2-5
バチバチと速水と倉敷の視線がぶつかり合う中、睨み上げる倉敷は語気を強めて先程の言葉を繰り返す。
「だから! 幽霊よりUFOや宇宙人の方が怪しいって言ったんです!」
「お前ふざけるのも大概にしろよ! 圧倒的に存在の可能性が低いのは幽霊の方だろうが! こっちはな、あのNASAが『宇宙人は存在する』って発表しているんだぞ。それに地球に似た惑星がこの宇宙、外宇宙に何個あると思っているんだ。それを考えれば知的生命体がいるということが分かるだろうが!」
随分と信憑性のある速水の発言。だが倉敷はそれを一蹴した。
「でも実物見つかっていませんよね?」
「な……それはお前……」
「見つかっていませんよね!」
たじろぐ速水を見て倉敷は好機ととらえ、ここぞとばかりに攻める。が、速水も負けじと反撃する。

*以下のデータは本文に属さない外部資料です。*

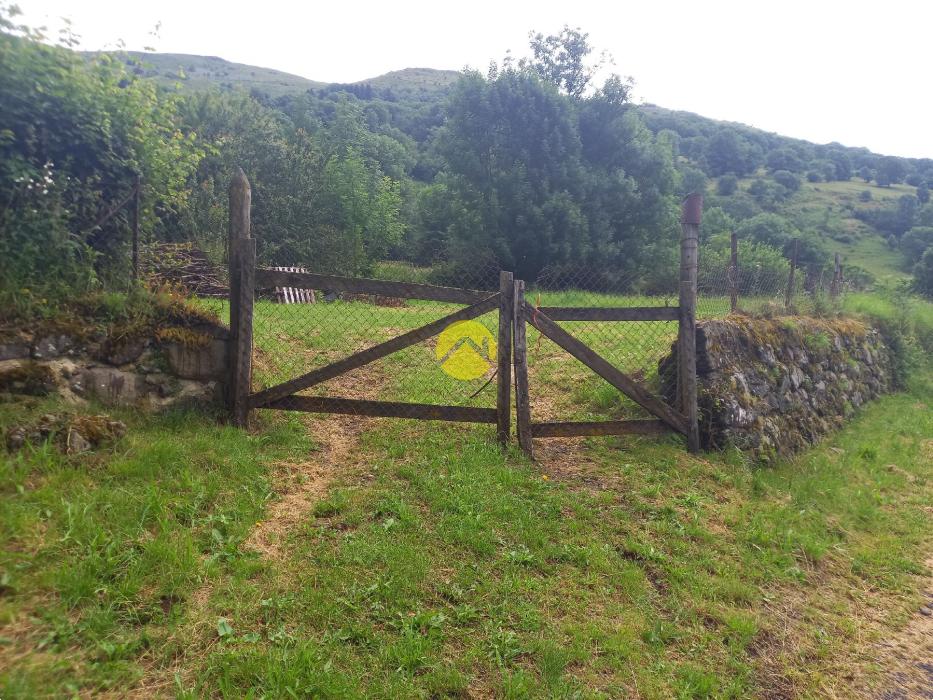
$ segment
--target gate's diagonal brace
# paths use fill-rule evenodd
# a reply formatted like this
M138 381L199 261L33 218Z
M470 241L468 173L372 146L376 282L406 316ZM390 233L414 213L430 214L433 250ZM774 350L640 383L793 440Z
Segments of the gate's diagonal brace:
M296 377L282 384L276 384L275 386L264 389L260 392L250 395L249 397L249 406L250 408L261 408L273 401L278 399L284 399L290 394L294 394L296 391L301 391L302 389L307 389L310 386L315 384L320 384L325 382L328 379L333 379L345 372L350 370L357 369L363 365L367 365L370 362L379 360L387 355L391 355L393 352L398 352L399 350L404 350L405 348L420 343L422 340L427 340L431 336L437 335L442 330L444 330L451 323L457 321L467 321L471 318L476 318L477 316L482 316L484 313L492 311L499 307L499 293L493 294L492 296L483 299L482 301L467 306L464 309L460 309L452 314L444 316L443 318L433 321L426 326L421 326L421 328L416 328L413 331L409 331L403 335L396 336L390 340L385 341L384 343L379 343L374 345L371 348L366 350L361 350L360 352L354 353L349 357L345 357L342 360L337 362L332 362L329 365L320 367L318 369L311 370L310 372Z
M635 403L660 418L674 430L687 434L687 419L654 396L634 379L605 360L585 343L574 338L570 333L558 326L554 321L525 302L525 318L537 328L542 335L550 338L564 350L569 352L583 364L596 372L600 377L612 384L616 389L630 397Z

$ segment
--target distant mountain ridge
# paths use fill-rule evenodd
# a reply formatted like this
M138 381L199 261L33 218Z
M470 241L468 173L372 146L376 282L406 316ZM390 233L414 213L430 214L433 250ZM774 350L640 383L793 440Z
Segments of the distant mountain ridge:
M95 55L96 52L86 53ZM274 68L235 63L218 56L142 51L124 51L115 55L120 56L130 64L138 75L152 78L169 88L180 86L182 90L245 89L265 94L273 99L300 94L307 90L337 90L341 87L347 87L349 88L348 92L364 98L368 98L372 93L375 93L374 96L377 97L391 95L389 99L397 98L427 102L436 100L446 94L461 75L459 71L455 70L403 68L353 83L329 83ZM804 148L808 146L818 148L826 146L842 148L851 153L878 155L867 148L843 146L835 142L816 144L805 139L784 136L740 122L711 119L693 112L671 110L654 104L641 104L639 109L644 115L648 127L655 133L661 129L673 128L682 137L689 139L695 135L709 135L715 130L726 128L742 134L752 141L767 143L772 148L778 145ZM672 122L678 122L676 127ZM931 159L925 158L905 158L904 160L921 163L924 166L931 163Z
M138 74L154 78L166 86L180 84L191 90L243 88L259 90L270 97L337 85L369 85L374 90L391 90L400 97L428 97L446 91L460 75L453 70L403 68L355 83L328 83L274 68L235 63L218 56L142 51L126 51L119 55L134 64Z

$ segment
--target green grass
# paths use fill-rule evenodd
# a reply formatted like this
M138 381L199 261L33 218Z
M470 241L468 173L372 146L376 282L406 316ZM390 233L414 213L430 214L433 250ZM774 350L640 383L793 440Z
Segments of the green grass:
M765 663L844 689L830 662L883 631L851 606L879 591L897 619L930 544L931 398L886 397L768 470L672 439L593 440L542 471L488 428L382 424L366 473L272 561L241 543L270 462L311 448L297 424L128 415L109 453L40 448L4 471L3 697L153 668L193 696L746 697ZM764 655L785 597L819 624Z
M847 303L895 313L892 300ZM446 311L262 302L257 375ZM667 326L578 332L650 367ZM631 410L534 333L529 348L539 409ZM466 395L431 349L353 386ZM121 413L129 434L103 452L3 457L0 696L753 697L775 679L844 696L917 600L933 544L933 386L916 377L768 469L689 456L675 437L541 442L532 464L502 453L491 426L406 421L366 423L338 459L327 436L345 424L329 418L259 412L244 433L195 413ZM57 408L0 405L0 428ZM281 469L308 462L333 482L300 503L277 554L246 546L293 488Z

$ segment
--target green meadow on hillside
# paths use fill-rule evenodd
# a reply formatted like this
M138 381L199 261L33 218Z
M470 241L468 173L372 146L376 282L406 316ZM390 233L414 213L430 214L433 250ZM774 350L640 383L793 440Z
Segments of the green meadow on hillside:
M847 303L898 313L871 295ZM258 380L378 340L331 332L354 310L387 335L442 312L262 306L257 318L274 322L257 328ZM545 410L631 409L538 342L531 381L563 397ZM340 382L372 398L447 397L431 348L413 352L424 356ZM884 688L875 645L919 600L933 544L931 401L917 372L908 391L771 468L690 456L675 437L540 441L531 463L501 452L491 426L259 411L247 432L193 412L117 411L130 429L111 448L6 458L0 694ZM62 409L75 410L0 404L0 428Z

「そういうお前の幽霊も存在がいるかどうか怪しいじゃねえか! 幽霊の正体は結局パレイドリア現象で見る錯覚に過ぎねぇんだよ」
その言葉に倉敷は嘲笑し、何言っていんだとキッパリと答える。
「あんなのは嘘、幽霊を信じたくない人のでっち上げに決まっているじゃないですか」
「……は?」
予想外の答えに速水はあんぐりと口を開けた。
そんな速水を余所に倉敷は続ける。
「そもそも幽霊が存在するって科学では証明できません、というか絶対にそんな事はさせません。幽霊の存在を科学的に証明するという事は幽霊を〝想い〟の存在からただの〝なにかのエネルギーの塊〟という存在に貶めることになるからです」
「……幽霊が〝想い〟の存在? お前、頭大丈夫か?」
「大丈夫です! いたって普通です!」
速水の心配が癪に障ったのか倉敷は声を荒らげた。
いつまで経っても終わらない二人のケンカ、DVDを仕舞い終わって静かに座っていた自分はほとほと呆れ返っていた。
「全く……」
これがこのサークルに来たがらなかった理由、面倒事の一つだ。
倉敷と速水は決して融和することがない水と油のような関係性だ。だから毎回顔を合わせればどんな些細なことであってもケンカをしてしまう。特に幽霊、宇宙人がらみの事に関しては永遠に終わらない程に……。
そんな終わらないケンカを終わらせるために、誰かが二人の間に入って止めなければならい訳だが、それは幽霊も宇宙人もそれなりに信じている中立の人物しかできない。そう、つまり部長の染谷さんがいない今、副部長である自分しか止める事ができないのだ。しかし自分が二人のケンカを止められる確率は限りなく低い……。
ちらりと自分は未だ睨み合う二人を見て、そしてしょうがないと息を吐いた。
とても厄介で、面倒で、帰りたくなるほど疲れてしまうが、副部長としてこれ以上ケンカするのは看過できない。
意を決した自分は睨み合う二人の間に割り込んだ。
「はいストップ。今日はここまで」
突然中止宣言に二人はとても不服そうにこちらを向いた。
「ちょっと待てよ! まだ倉敷との話は終わっていないんだぞ」
「そうですよ。今日こそ速水先輩との決着をつけようと思っていたのに」
止められた際にいつも使う二人の決まり文句に自分は頭を抱える。
「じゃあ、今日はどうすれば決着がつく?」
すると二人は同時に答えた。
「そりゃあ倉敷を負かすまでだ」
「それは速水先輩が負けたと言うまでです」
息ピッタリの答えに自分は思わずため息を漏らして、そしてずっしりとのしかかった精神的な疲れと共に椅子に座った。
「はあ……。そうですか……」
自分は呆れを通り越した諦念の目で二人を見た。
幽霊を絶対に信じる倉敷、片や幽霊を絶対に信じない速水、この二人のケンカを止める事なんてやっぱり無理だろう……。そもそも二人が『負けた』なんて屈辱的な言葉を出すはずがない。
途端に止めるのを諦めシャキッとしていた副部長としての態度から一変、だらりと投げやりな態度になって二人に尋ねる。
「二人ともさ、『負けた』なんて言葉絶対に言うつもりないだろう?」
二人はまた同時に答えた。
「ああ」
「ええ」
やっぱり、と再びため息を漏らす。
「はあ……」
このケンカは絶対に止まらない。
そう確信し、自分はほとほと呆れて天井を仰ぎ見た。